小姚氏精挑细选了许多补身子的食材不断送去方伯府,直到后来被刘玉洁告诫才就此罢手。母亲疼爱女儿天经地义,但若总这样不免让方伯府觉得好似亏待了刘玉冉,他们又不是供养不起一个孕妇。
方晓恒是悔不当初,再不敢与刘玉冉说一句重话。曾听人说过孕妇火气大,所以一向柔和的冉娘才在那日雷厉风行吧?其实他很喜欢她强硬起来的样子,那日生气只不过是恼羞成怒,原以为她误会自己与花溪然后吃醋,他再趁机道歉冰释前嫌,不成想醋没吃成倒被他气晕了,险些累及腹中孩儿。
待确认刘玉冉身体无恙,睡饱吃好之后,方晓恒努力让一贯冷峻的的自己换上温和笑意,整了整衣袍迈入屋内。
白荷正在软声细语的与刘玉冉说话。
梅妆则服侍刘玉冉喝水。
抬举听话懂事的就能狠狠打压不安分的。这是洁娘那日在勋国公府教她的方法,刘玉冉暗自冷笑,花溪竟敢用软钉子碰主母,那她便抬举白荷甚至红荷绿荷什么的,想跟主母斗,先排队斗倒这些数也数不完的女人吧!
“如此,阿姐便可高枕无忧,坐山观虎斗。”洁娘笑嘻嘻对她说。刘玉冉回过神,很给面子的应了努力讨好的白荷。
“在说什么笑话,让我也听听。”方晓恒腆着脸凑过来。
刘玉冉抬眸,对他的一腔怒火早就因腹中孩子化为乌有,心情一好便也懒得再与他计较,说话的语气又回到了从前,甚至眉宇间还流露出掩盖不住的喜色,“自然是白荷姑娘口舌伶俐,想来也读过不少书,竟知道这么多典故。”
白荷俏脸微红,她自小陪在二爷身边,做了不少红袖添香之事,自然懂一些学问。方晓恒尴尬的笑了笑,示意白荷下去,白荷乖巧的应诺。
他走过去坐在冉娘床边,见被面上铺了好多小衣裳,可爱的令他心头一暖。
“冉娘想要个女孩还是男孩?”他问。
“男孩。”
男孩与女孩本来没分别,可在这世间……为了站住脚,女人就像那生蛋的母鸡,必须生到婆家满意为止,如此倒不如一举得男免去后患。况且她还有个私心,舍不得女儿受自己受过的苦。

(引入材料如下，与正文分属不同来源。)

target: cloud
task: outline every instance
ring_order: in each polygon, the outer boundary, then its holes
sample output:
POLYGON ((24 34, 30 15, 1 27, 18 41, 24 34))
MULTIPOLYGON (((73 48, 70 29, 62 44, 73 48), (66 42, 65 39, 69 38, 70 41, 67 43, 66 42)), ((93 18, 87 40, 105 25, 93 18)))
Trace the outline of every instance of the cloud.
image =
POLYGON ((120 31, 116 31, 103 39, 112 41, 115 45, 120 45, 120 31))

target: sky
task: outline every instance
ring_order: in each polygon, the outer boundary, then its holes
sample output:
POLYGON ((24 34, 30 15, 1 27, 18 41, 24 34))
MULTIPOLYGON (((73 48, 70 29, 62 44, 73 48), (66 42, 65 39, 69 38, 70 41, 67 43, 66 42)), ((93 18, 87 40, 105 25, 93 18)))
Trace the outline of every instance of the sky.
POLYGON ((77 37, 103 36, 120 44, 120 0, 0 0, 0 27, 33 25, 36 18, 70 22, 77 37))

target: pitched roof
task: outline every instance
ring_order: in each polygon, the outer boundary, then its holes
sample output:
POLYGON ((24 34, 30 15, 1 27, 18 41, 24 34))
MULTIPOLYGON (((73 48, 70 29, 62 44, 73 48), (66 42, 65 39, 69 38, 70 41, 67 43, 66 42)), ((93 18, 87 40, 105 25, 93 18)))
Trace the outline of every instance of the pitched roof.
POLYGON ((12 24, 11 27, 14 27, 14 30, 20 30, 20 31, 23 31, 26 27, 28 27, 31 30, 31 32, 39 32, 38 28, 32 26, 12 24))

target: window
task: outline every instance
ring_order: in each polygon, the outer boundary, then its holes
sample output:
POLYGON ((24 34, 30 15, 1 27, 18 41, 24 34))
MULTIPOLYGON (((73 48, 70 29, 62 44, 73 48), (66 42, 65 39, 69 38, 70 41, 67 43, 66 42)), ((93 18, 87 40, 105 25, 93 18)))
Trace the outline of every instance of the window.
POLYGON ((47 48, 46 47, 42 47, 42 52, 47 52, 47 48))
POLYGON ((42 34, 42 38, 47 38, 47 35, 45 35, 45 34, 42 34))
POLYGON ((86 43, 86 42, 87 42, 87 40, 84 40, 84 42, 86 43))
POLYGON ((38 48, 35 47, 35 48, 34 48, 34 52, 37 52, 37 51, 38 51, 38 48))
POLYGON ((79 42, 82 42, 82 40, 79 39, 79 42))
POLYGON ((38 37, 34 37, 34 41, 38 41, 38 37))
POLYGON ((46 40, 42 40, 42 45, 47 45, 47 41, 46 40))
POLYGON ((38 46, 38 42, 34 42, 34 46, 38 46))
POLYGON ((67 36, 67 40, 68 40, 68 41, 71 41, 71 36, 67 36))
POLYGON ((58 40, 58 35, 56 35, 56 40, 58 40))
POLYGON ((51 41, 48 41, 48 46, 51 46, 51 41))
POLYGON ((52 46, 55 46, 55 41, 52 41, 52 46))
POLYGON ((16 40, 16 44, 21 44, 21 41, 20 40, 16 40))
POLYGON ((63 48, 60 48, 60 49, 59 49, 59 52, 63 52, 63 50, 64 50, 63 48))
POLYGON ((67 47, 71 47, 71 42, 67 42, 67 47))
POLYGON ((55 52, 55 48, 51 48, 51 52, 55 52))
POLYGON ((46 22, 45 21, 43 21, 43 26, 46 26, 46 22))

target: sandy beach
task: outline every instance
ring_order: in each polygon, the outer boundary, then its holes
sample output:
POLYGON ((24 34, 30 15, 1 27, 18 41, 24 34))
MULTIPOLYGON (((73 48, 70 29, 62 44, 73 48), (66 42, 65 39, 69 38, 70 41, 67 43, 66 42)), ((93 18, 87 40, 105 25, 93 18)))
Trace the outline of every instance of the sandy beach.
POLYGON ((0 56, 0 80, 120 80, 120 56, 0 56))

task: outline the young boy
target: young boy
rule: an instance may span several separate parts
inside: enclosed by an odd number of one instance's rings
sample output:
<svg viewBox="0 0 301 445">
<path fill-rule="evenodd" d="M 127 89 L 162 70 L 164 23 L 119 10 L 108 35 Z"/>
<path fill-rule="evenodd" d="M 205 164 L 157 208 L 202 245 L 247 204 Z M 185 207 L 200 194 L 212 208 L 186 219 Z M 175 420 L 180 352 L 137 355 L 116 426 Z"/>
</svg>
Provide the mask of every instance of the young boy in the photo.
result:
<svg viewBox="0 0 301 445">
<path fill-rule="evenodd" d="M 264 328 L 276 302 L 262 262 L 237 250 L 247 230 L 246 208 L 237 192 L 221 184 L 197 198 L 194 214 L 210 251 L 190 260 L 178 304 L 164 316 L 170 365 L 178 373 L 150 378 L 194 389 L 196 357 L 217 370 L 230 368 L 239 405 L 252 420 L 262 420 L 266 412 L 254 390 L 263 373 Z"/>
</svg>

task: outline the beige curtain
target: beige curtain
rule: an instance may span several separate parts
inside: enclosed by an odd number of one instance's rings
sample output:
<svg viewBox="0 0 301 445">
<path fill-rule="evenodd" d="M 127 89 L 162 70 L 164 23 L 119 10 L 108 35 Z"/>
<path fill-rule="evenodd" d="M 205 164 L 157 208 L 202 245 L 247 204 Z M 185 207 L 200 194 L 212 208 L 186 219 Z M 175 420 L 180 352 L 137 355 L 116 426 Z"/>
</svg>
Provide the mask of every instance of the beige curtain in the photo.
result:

“男孩消耗多,那你可要多吃些,莫再控制食量。”方晓恒柔声道。当他发现瘦弱的冉娘经常控制饮食时大为惊讶,又想到如今盛行的楚宫腰……不吃少点确实难以维持,可是吃这么少,他看着都为她难过,便随口胡诌太瘦的女人不容易生孩子,她竟当真,渐渐增加食量,总算养出了一点肉,凑巧的是他与她的孩子也突然降临。
多吃点果然容易怀孕。刘玉冉莞尔一笑,这一笑竟让望着她的方晓恒呆住,心中一漾,含情脉脉握住她的手,殊不妨那手一缩,自他掌心离去。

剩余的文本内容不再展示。